И, наконец, последнее. Литература – дело общественное, публичное, для меня литература – смысл и содержание моей жизни. Безусловно, меня интересует, серьезная ли статья написана о моей книге, и даже, не буду скрывать, интересует, много ли пишут о ней или мало. Не потому, что я чрезмерно честолюбив, а потому, что все это расширяет или сужает круг читателей, а литература без читателя просто не существует. Иногда критика привлекает внимание к книге и тем, что ругает ее; тогда читатель ищет такую книгу, ему интересно. Так, в частности, было с моей повестью «Пядь земли», о которой в свое время спорили, высказывали диаметрально противоположные мнения.

И все же читательские письма дали мне больше, чем критические статьи. Попадаются письма пустые, наивные, но есть поразительные по глубине. Как-то прислал мне свои записи человек, перенесший два инсульта. Он писал: скоро я умру, может быть, вам пригодится вот это, что я написал. Очень интересная рукопись. Или вот женщина прислала письма с фронта. Человек этот любил ее, писал ей, он был убит. Много в этих письмах, в том числе и такого, чего и она не прочтет, потому что есть подробности, которые ей ничего не скажут, а людям, прошедшим фронт, они объяснят немало.

В критике я реже находил такие самостоятельные, глубокие суждения о жизни, которые встречал в письмах. Может быть, мне не везло.

– А может быть, это все-таки невольная аберрация зрения: ведь к читательским откликам вы не относитесь как к публичному высказыванию, от которого зависит, шире или уже будет у вас аудитория, и поэтому более снисходительны, что ли?.. Но бесспорно, что критики, как и прозаики и поэты, бывают разные. И не одни они формируют литературные нравы – и дурные, и хорошие, не будем забывать и об этом. Но, наверное, достаточно о критике. Поговорим и о другом…

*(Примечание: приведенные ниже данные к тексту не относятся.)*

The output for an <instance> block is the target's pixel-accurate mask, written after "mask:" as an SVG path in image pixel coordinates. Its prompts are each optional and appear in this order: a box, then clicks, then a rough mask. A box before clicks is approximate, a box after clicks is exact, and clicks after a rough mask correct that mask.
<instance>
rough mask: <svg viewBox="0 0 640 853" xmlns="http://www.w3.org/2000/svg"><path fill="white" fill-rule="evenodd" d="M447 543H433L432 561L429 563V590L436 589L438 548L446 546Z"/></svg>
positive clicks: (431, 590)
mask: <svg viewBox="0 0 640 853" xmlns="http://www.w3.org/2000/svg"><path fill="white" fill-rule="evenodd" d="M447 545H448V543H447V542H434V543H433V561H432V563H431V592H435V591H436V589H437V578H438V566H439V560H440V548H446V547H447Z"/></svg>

Мы с вами люди одного поколения, очень похоже началась наша взрослая жизнь: в сорок первом, прямо со школьной скамьи, – в армию, на фронт. Не будь войны, неизбежность которой мы, впрочем, осознавали чуть ли не с детских лет, чем бы вы занялись? Где хотели учиться? О какой профессии мечтали?

– Мы действительно почти с детских лет осознавали неизбежность войны. Хотя сейчас, уже в пожилом возрасте, мне не кажется, что та война была неизбежна. И чем больше я думаю об этом, чем больше изучаю материалы, тем меньше уверенности, что войну тогда невозможно было предотвратить. Этот мотив есть у меня в повести «Навеки – девятнадцатилетние»…

– Историки – и наши, и зарубежные – много об этом сейчас пишут. Одна из недавно вышедших исторических монографий – П. Севостьянова «Перед великим испытанием. Внешняя политика СССР накануне Великой Отечественной войны. Сентябрь 1939 г. – июнь 1941 г.» – даже начинается главкой, которая называется – «Можно ли было предотвратить вторую мировую войну?».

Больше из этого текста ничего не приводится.